İnsanlık adına uğraş vermek vatanın uğruna canından vaz geçmek, içinde yaşadığın çağın değişimi gelişimi için var gücünle, hatta gücünün ötesinde çalışmak ne yüce kavramlar.
Savaş yılları her zaman en çarpıcı örneklerle doluyor. Bu anlamda tarihte yerini almış kişi ve olayları yok saymak mümkün değil ama biz hızlıca 1919 Bandırma Vapuru’na geliyoruz, ona kenetleniyoruz. 114 yıl geçmiş yaşayana zor dile kolay. Bandırma Vapuru eski belki kırık dökük, ama umut dolu yolcularıyla tarihteki yerini alıyor. Suları yara yara ilerliyor ağır ama haşmetli. ‘Keşke bende o gemide olsaydım’ diye hayıflanıyoruz. 1914-1918 arasında süren savaşın sonunda Avrupa’nın siyasi haritasının, güç dengelerinin değişmesi ile , bir çok devlet yıkılmış yada parçalanmış, yeni ülkeler kurulmuş. Kurtuluş Savaşı’nı zorunlu kılan bir paylaşım başlamış Anadolu üzerinde. Kahrolmuş Anadolu insanı, yitik çaresiz.

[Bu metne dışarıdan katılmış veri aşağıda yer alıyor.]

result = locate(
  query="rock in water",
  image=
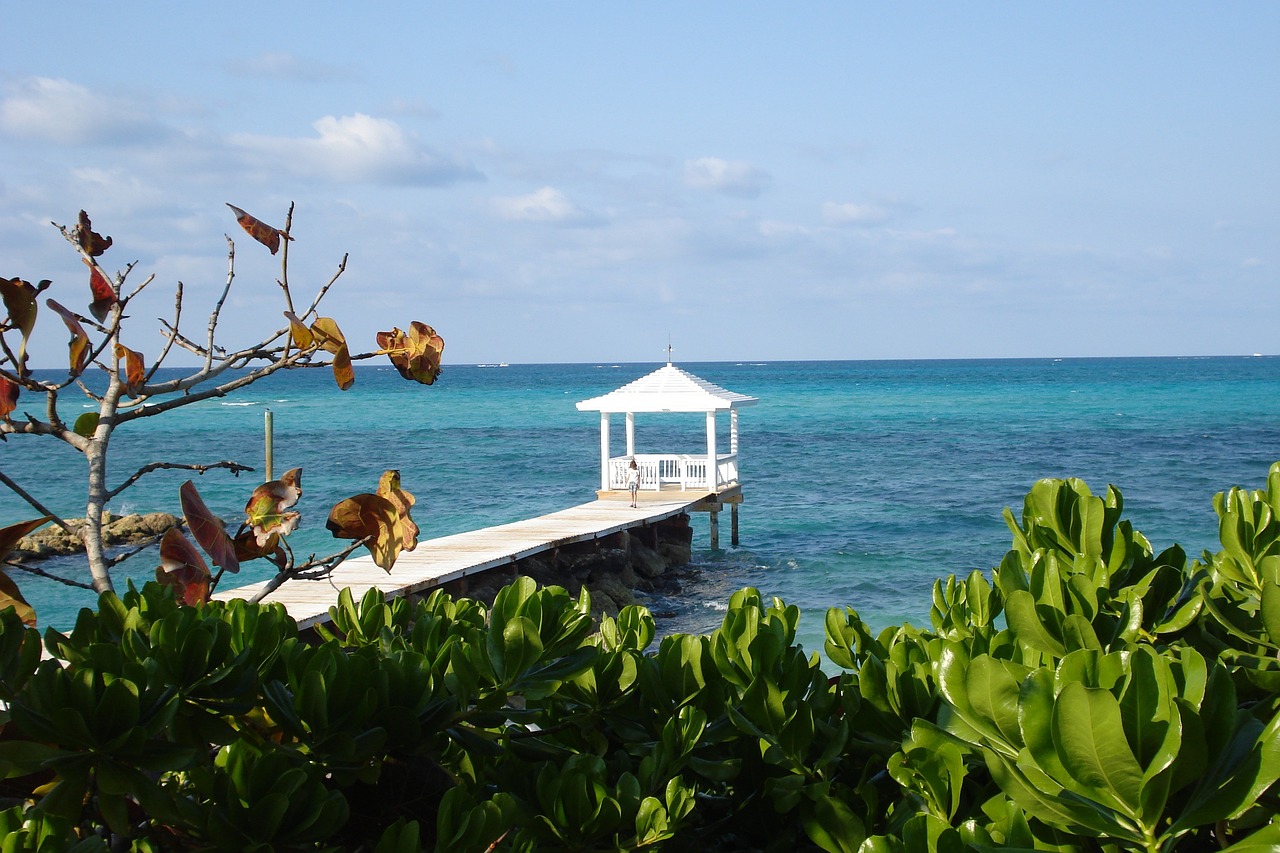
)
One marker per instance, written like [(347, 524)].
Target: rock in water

İşte tam bu dönemde Bandırma Vapuru ile karşılaşıyoruz. Karşılaşıyoruz ama yükünün önemini bilmeden, sıradan bir vapur olarak başlıyor seferine, böylece yol alıyor, tarih neden ondan böyle bahseder farkında değil. O günlerde Kurtuluş Savaşı’nın ilk adımının taşıdığı kişilerle atılacağını bilse daha mı hızlı giderdi? Yada o bozuk pusulasını tamir ettirir miydi ? Büyük olasılıkla ‘Evet’ yapardı.

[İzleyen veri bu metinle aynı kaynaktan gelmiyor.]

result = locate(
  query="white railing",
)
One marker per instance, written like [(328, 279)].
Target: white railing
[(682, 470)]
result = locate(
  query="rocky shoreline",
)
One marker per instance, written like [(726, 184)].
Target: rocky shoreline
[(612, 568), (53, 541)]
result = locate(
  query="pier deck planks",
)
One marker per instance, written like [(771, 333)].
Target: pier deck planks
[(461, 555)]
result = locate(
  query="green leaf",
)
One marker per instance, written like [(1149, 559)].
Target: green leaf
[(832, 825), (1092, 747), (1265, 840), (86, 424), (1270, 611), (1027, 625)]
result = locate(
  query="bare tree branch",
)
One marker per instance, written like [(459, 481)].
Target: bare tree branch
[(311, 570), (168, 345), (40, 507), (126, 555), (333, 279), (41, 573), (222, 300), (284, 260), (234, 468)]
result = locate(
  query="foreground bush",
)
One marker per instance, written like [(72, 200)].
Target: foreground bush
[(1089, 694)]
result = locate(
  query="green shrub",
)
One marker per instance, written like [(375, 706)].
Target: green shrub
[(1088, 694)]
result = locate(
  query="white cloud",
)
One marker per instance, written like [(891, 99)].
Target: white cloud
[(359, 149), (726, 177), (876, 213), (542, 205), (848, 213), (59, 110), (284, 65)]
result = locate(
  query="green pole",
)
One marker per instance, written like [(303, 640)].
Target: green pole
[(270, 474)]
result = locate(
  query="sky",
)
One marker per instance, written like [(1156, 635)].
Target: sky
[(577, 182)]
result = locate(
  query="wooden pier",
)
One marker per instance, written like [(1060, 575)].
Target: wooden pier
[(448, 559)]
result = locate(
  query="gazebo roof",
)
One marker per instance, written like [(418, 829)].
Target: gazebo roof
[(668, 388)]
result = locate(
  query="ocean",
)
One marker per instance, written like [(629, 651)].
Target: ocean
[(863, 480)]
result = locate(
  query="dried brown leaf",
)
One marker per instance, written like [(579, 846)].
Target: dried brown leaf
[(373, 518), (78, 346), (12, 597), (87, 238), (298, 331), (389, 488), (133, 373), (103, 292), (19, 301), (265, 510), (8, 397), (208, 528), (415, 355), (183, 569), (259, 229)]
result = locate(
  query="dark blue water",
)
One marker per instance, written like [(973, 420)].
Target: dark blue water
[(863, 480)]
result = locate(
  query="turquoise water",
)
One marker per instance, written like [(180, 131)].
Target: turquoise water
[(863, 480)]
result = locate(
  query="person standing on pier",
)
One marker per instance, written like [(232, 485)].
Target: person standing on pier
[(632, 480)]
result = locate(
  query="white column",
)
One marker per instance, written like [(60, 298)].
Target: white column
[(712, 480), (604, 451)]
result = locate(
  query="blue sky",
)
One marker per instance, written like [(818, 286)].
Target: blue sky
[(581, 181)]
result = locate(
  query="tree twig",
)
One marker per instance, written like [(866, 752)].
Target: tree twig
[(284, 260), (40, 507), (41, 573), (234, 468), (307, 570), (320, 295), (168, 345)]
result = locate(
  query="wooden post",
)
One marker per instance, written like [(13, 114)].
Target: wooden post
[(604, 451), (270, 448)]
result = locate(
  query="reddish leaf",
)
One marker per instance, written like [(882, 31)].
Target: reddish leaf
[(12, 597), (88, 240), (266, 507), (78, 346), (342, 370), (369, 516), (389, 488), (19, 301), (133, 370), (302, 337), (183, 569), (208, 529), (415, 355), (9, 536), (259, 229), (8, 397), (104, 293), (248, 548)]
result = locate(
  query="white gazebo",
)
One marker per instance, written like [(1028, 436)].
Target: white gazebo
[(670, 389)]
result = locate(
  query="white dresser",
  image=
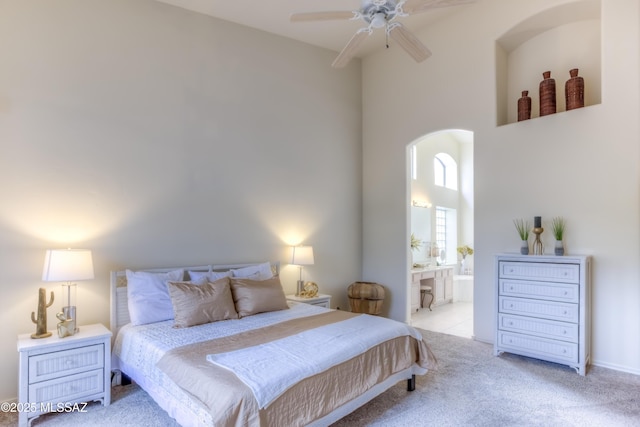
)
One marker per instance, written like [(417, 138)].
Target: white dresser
[(543, 308), (58, 373)]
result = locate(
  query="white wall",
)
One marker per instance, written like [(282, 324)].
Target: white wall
[(581, 164), (160, 137)]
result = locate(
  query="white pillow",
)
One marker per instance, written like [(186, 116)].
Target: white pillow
[(148, 296), (254, 272), (202, 277)]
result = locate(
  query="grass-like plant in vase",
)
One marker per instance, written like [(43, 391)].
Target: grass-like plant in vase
[(523, 228), (558, 226), (464, 251)]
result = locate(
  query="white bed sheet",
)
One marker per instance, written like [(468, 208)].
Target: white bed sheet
[(137, 349)]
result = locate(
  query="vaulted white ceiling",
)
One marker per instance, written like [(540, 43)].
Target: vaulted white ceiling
[(273, 16)]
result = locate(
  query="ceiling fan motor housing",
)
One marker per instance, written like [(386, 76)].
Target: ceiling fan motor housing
[(378, 13)]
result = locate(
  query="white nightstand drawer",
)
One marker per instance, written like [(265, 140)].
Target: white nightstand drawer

Bilseydi yolcularının bir ulusun kaderini değiştireceğini, yenik düşmüş yorgun ulusa, sahip oldukları iman gücünü hatırlatacaklarını, yurt ve vatan sevgisinde birleştireceklerini. Gelecek günlere, özgürlük inançlarına hep beraber ölmek pahasına sahip çıkmak gereğinin, bununsa ancak birlikte hareket etmekle mümkün olduğuna inandıracaklarını…

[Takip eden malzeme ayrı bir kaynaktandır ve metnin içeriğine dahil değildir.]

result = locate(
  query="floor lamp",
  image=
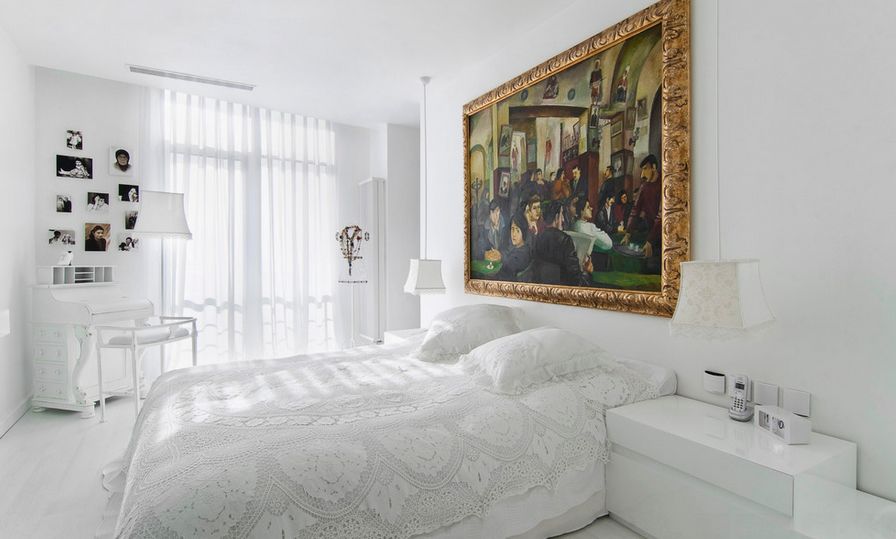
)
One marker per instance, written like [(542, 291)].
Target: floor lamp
[(162, 215)]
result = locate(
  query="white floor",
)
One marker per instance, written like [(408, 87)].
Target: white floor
[(50, 483)]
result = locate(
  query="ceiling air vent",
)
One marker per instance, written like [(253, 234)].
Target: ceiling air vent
[(190, 78)]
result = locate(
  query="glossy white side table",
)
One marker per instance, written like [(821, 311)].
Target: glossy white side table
[(680, 468)]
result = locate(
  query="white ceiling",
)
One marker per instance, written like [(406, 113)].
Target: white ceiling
[(351, 61)]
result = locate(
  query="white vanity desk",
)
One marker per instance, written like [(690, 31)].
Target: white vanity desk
[(680, 468)]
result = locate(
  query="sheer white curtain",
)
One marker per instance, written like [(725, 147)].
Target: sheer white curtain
[(260, 193)]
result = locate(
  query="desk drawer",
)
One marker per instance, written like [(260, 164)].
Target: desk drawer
[(50, 334), (50, 390), (49, 352), (47, 371)]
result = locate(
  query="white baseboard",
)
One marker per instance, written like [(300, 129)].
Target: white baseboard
[(7, 422)]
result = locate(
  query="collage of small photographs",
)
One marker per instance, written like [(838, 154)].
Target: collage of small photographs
[(96, 233)]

Bilseydi eğer Bandırma Vapuru bunları Karadeniz’in dalgalarına anlatırdı usul usul… Derdi ’’ yüküm dünyaya bedel haydi benimle beraber dalgalanın.’’ Yunuslar müjdeci çıkardı eminim. Karadeniz daha bir deli çırpınırdı belki, belki fırtınaların en güçlüsü ses verirdi, kim bilir.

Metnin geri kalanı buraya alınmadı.